The garden has many different kinds of tomatoes. One of America’s most popular vegetables, there are over twenty tomatoes varieties. Our garden has several distinctive species of various sizes. One of the key tips to growing tomatoes is staking. Not all tomatoes need to be staked (using either cages or stakes), but staking should be considered if the tomato is large and therefore may need more support.
There are five types of lettuce: leaf, cos (also called asparagus lettuce), romaine, butterheard, stem and crisphead (iceberg). Lettuce is also extremely common, mostly because it is simple to grow. It is hardy and can survive colder weather. But some kinds of lettuce can survive the heat as well. Some varieties of lettuce such as cos and romaine grow an elongated stalk, which is important to note when determining how far apart the lettuce should be first planted.
If you want to change up the traditional Thanksgiving meal, try out some kohlrabi.
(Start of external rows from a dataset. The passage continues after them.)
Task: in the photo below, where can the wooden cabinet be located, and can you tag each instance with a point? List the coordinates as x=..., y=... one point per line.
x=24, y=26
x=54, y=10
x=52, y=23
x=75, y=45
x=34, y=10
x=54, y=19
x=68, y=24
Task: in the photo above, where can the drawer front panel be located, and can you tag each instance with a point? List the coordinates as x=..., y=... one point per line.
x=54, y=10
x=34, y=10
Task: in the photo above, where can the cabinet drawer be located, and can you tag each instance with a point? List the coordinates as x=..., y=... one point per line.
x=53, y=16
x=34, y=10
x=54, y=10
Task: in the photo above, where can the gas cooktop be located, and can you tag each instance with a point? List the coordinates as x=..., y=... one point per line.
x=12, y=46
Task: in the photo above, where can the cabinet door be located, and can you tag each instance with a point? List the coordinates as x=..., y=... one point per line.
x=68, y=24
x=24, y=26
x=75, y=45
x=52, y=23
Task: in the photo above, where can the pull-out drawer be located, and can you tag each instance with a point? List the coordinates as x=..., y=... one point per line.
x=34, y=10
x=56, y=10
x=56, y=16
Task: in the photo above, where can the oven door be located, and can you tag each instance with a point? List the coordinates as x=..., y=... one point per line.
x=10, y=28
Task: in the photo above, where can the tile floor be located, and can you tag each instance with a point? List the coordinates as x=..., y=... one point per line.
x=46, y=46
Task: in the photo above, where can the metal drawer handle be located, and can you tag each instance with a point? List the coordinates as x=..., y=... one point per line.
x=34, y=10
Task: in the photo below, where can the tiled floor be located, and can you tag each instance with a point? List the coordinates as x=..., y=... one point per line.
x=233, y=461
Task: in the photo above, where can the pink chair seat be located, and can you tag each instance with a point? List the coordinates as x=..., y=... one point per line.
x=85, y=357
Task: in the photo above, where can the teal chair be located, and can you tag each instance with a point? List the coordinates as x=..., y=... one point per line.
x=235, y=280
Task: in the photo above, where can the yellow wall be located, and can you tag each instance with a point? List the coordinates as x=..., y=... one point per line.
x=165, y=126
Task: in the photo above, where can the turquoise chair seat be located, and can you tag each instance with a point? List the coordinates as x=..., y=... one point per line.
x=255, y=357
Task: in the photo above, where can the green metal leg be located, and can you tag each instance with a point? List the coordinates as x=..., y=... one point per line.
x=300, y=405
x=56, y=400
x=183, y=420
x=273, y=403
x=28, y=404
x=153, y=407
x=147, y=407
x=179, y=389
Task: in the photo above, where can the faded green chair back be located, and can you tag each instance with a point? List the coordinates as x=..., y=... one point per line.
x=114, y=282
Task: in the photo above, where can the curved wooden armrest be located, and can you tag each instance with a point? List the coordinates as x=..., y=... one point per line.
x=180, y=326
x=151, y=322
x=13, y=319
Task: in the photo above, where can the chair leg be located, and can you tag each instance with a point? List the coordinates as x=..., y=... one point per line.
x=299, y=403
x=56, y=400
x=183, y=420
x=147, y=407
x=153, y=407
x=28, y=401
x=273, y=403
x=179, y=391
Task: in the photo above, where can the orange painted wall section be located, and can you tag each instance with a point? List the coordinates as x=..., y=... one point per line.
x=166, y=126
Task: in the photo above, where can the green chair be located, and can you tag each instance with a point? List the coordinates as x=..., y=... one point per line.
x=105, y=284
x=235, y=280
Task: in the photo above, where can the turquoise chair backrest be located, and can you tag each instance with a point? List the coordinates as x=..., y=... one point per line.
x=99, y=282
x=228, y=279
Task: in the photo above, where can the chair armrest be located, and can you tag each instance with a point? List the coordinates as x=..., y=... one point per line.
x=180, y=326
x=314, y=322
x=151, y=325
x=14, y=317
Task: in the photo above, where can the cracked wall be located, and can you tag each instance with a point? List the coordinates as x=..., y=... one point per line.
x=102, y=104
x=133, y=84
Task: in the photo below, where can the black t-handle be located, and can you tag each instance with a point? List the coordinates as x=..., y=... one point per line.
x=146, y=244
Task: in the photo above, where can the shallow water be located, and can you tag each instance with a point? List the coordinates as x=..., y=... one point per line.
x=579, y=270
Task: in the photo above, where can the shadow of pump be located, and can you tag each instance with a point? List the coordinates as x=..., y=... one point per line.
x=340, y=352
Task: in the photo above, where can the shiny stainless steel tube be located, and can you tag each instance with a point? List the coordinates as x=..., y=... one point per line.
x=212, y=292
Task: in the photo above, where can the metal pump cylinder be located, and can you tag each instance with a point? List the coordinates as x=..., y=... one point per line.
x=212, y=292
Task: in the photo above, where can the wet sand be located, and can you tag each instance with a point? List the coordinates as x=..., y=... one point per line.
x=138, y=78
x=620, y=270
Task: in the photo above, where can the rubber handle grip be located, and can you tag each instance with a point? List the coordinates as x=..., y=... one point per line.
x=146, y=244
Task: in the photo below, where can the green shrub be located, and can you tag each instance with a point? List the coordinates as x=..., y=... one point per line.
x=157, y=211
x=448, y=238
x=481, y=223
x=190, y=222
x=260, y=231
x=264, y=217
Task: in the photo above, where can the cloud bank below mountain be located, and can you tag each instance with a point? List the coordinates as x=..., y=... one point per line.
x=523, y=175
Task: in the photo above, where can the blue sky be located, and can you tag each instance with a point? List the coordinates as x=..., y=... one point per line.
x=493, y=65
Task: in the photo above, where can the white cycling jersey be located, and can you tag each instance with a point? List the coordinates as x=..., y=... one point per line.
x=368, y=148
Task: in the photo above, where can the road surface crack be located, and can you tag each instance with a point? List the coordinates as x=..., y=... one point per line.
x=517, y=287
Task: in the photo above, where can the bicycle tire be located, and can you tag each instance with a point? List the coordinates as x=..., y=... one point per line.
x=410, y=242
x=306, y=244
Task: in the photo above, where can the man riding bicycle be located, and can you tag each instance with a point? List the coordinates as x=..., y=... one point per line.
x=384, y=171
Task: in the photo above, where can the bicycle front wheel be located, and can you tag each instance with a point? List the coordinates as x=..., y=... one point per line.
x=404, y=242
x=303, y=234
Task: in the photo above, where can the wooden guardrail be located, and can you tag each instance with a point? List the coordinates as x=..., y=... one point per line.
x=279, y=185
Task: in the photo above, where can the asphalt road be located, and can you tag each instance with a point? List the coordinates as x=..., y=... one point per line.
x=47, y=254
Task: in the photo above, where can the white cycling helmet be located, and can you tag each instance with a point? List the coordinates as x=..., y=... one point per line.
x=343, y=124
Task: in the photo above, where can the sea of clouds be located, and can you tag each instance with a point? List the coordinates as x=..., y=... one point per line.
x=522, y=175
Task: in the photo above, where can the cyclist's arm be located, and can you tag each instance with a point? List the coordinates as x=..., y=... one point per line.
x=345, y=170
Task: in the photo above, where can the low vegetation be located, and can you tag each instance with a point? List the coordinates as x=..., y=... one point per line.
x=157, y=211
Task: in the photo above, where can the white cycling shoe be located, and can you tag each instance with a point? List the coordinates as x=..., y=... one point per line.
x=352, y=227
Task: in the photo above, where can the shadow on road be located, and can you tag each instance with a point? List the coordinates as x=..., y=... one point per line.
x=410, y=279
Kohlrabi has been grown at Loy Farms in the past. From the cabbage family, it tastes like a sweet and mild turnip with lots of fiber and vitamin C. Because it’s fast growing and grows underground, it can be planted only about 6 weeks before the first frost, or 4 weeks after the last frost. It does require consistent watering to ensure it has enough moisture to produce healthy bulbs. Kohlrabi can keep in the fridge for 2-3 weeks, and then slice its tubers to eat raw or cook the leaves until they are tender. Impress your friends and relatives with this delicious vegetable that is more commonly seen in Northern Europe!
With all of this wonderful food, it may sometimes be easy to forget why else Thanksgiving is important. This year, remember to be thankful for all of the special things in life. An extra thank you goes to everyone who has supported the Elon Community Garden this year, whether it was in a big way or small. Happy Thanksgiving!